流れているBGMにお客さんが「あ、これ好きなんだ」と反応しているところを楽しみつつ、スマホの電源を切っている内に開演時間となりました。

あらすじ 

物語のあらすじは下記の通りです。

女は海を眺めていた
ゆらゆらと、絶えずとどまる事のない海

太陽を浴びて、きらきらと輝く
太陽がかくれ、月がその姿を見せると
ゆらゆらは、月の光で少し自由になり、大きく海面を揺らす

ゆらゆらはトロトロになり、天空の星々の光を溶かし込む…

劇団Facebookページの投稿からの引用)

では,ネタバレ防止の改行連打をしておきます。

 

 

 

 

 

 

 

 

 

 

 

 

 

 

 

 

 

 

開演すると,色とりどりの照明とクラシックのBGMに沿って女(梅子さん)と,翔(小座間環さん)が踊ります。舞台後方の長細い布に映える赤や青の照明と組み合わさって,非日常の空間を作り上げていきます。
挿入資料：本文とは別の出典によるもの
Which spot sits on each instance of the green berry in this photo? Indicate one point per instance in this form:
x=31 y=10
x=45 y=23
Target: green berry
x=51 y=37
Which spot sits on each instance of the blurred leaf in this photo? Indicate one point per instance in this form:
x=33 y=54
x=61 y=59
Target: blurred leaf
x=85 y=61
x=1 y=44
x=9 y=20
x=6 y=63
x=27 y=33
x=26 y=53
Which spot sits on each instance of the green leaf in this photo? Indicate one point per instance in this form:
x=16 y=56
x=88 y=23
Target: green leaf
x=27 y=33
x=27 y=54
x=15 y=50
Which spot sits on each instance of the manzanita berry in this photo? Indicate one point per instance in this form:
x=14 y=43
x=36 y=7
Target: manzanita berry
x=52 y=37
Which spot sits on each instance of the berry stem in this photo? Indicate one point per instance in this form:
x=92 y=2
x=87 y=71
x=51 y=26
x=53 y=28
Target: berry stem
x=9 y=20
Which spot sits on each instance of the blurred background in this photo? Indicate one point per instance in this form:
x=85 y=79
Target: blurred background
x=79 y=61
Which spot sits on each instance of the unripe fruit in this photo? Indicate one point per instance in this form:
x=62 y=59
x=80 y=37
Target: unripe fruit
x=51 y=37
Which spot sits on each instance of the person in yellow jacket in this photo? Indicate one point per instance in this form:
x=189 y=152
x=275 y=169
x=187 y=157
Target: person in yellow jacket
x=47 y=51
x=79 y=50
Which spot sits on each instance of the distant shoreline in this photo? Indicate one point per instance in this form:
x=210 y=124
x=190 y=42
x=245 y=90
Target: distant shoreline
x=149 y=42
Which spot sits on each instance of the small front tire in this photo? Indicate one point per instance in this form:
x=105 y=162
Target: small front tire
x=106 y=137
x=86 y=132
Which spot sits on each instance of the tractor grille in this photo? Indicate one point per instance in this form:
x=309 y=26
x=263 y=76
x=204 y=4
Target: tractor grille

踊りが終わった後,女は舞台前方でうずくまり,そこへ雅(守サファイアさん)が心配そうに近づきます。互いに自己紹介をしようとしたとき,女は自分の名前を忘れていました。何故ここにいるのか,そこへ女の脳裏にある記憶が蘇ります。嵐の航海の記憶。そこで舵を取っていた翠(すい)によく似た雅と話すうちに,3人の物語が少しずつ蘇ってきます。

泥の道からアスファルトの道へ,岩山から海へ,湾から外海へ。女の記憶は,徐々に鮮やかになっていきます。懐かしい,いや新しいと思える波の音,一緒に歩もうとした3人の顔,海を舞台にしながら,あの嵐の航海まで少しずつ物語が進んでいきます。

多数派になじめず,独自の道を歩み,まだ見ぬ島へと進もうとした3人の運命は,そして女の次に取る行動とは。その結末は劇場でご覧下さい。

感想

  • クラシックのBGMに載せた踊りやセリフ回しが特徴的でした。ダンスのシーンが随所に入ってきて,女の記憶にある言葉では語り尽くせない感情が表現されているようにも思えて,75分の長さを感じずに最後まで見ることができました。
  • 現代作品なのですが,普遍的な人間の苦闘とか夢に対する絶望とかが割とストレートに扱っていて,何か古典演劇作品を見ているかのような感覚がありました。
  • 外海へ旅立とうとして,嵐に巻き込まれるという話としても楽しめると思いましたが,それ以外にも物語自体が何かの象徴であるかのように読み込むことができる作品のように思いました。例えばアスファルトの道は制約条件の多い学校教育の始まりと見なすこともできますし,湾から外海へと少しずつ航海を重ねて遠出をし,10回目の航海で外海へ行こうとする辺りはアマチュアからプロになろうとしてもがく姿とも見ることができるかと思います。
  • 小座間さんの動きのキレがとても良くて,舞台のあちこちを駆け回る姿に気がついたら見とれていました。
  • 梅子さんと守さんのセリフの掛け合いも,物語の後半に行くにつれてヒートアップしてきて,こちらも気がついたらすっかりと引き込まれていました。
  • 照明の光と影が,舞台後方の布ととても上手くマッチしていて,終盤の影が踊る姿とか見所がたくさんありました。

というわけで,予定外ではあったのですが,また新しい作品に出会うことができました。お誘い頂きまして感謝感謝です。